Further to our update on 3 April 2020, in two recent decisions, the English courts sent a strong message that they will continue to hear as many cases as possible, using the technology available to them.
In Re Blackfriars Ltd, the High Court rejected arguments that the restrictions imposed in response to the COVID-19 crisis were sufficient reason to adjourn a five-week trial. The trial, which is scheduled to begin in June 2020, is expected to involve four live witnesses of fact and thirteen expert witnesses.
The judge was satisfied that the claimant's application to adjourn was motivated by genuine concerns over safety and the limitations of the available technology, and not by a desire to gain a tactical advantage. However, he refused the application to adjourn the trial. In his view, both the emergency legislation enacted in response to COVID-19 and the specific guidance given to the civil courts sent a clear and consistent message that the government expects as many hearings to continue as possible, by means of the increased use of technology. The judge acknowledged the technological challenges but said that he was aware of at least two smaller trials which had already proceeded remotely during the COVID-19 lockdown. He ordered the parties to co-operate to explore ways in which a remote trial might proceed. If necessary, he would consider ways to make a remote trial more manageable, such as ordering a split trial of liability and damages issues.
Extensions of time
At the pre-trial review for a patent infringement claim, the patentee sought a two-week extension of time for service of reply evidence (Heineken Supply Chain BV v Anheuser-Busch Inbev SA). The reason given was the difficulties resulting from remote working during the lockdown and the illness of one member of the patentee's legal team with possible COVID-19 symptoms. Since the proposed extension would result in service of the evidence only two working days before the commencement of the original trial window, the patentee also sought a delay in the start date for the hearing.
In considering the application, the judge took into account the official guidance and earlier judgments including the above decision in Re Blackfriars Ltd. The judge concluded that the correct approach is for hearings to continue remotely where this can be done safely. Moreover, where cases have been listed, attempts should be made to keep to the directions timetable where this can be done without prejudicing safety and risking injustice.
The judge acknowledged that the COVID-19 lockdown has required reorganisation of personal and professional lives which has made the preparation of evidence more difficult. However, this only justified a short extension, which would not prejudice the trial date, and not the two-week extension sought by the patentee. The fact that a member of the legal team was unable to work for several days due to symptoms of COVID-19 was a factor to take into account, but it was not good reason for a long extension (although this might have been different if the overall legal team had been smaller).
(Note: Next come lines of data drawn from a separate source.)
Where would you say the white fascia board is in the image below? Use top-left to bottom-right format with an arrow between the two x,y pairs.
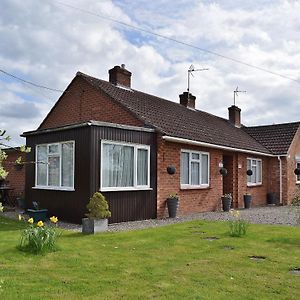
162,135 -> 287,157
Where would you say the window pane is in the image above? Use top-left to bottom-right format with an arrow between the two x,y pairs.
201,154 -> 208,184
180,152 -> 189,184
247,159 -> 253,183
192,153 -> 200,160
137,149 -> 148,185
48,156 -> 59,186
61,143 -> 74,187
36,145 -> 47,185
251,166 -> 257,183
49,144 -> 59,154
257,160 -> 262,183
191,162 -> 200,185
102,144 -> 134,187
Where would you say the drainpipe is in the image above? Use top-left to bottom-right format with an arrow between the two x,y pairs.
277,155 -> 282,204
In practice, many hearings have been adjourned since the beginning of the COVID-19 lockdown. Recent guidance to the judiciary suggests that, due to the difficulties involved in hearing cases remotely, many judges will only be hearing about half their usual caseload. However, as the above decisions show, parties cannot assume that listed hearings will not go ahead, or that simply mentioning the magic word "COVID-19" will result in a long extension of time. If an extension or adjournment is really necessary, the requesting party will need to provide detailed evidence as to why they cannot comply with the original timetable. Any such application needs to acknowledge that remote hearings are the "new normal" and explain why a solution cannot be found using the available technology.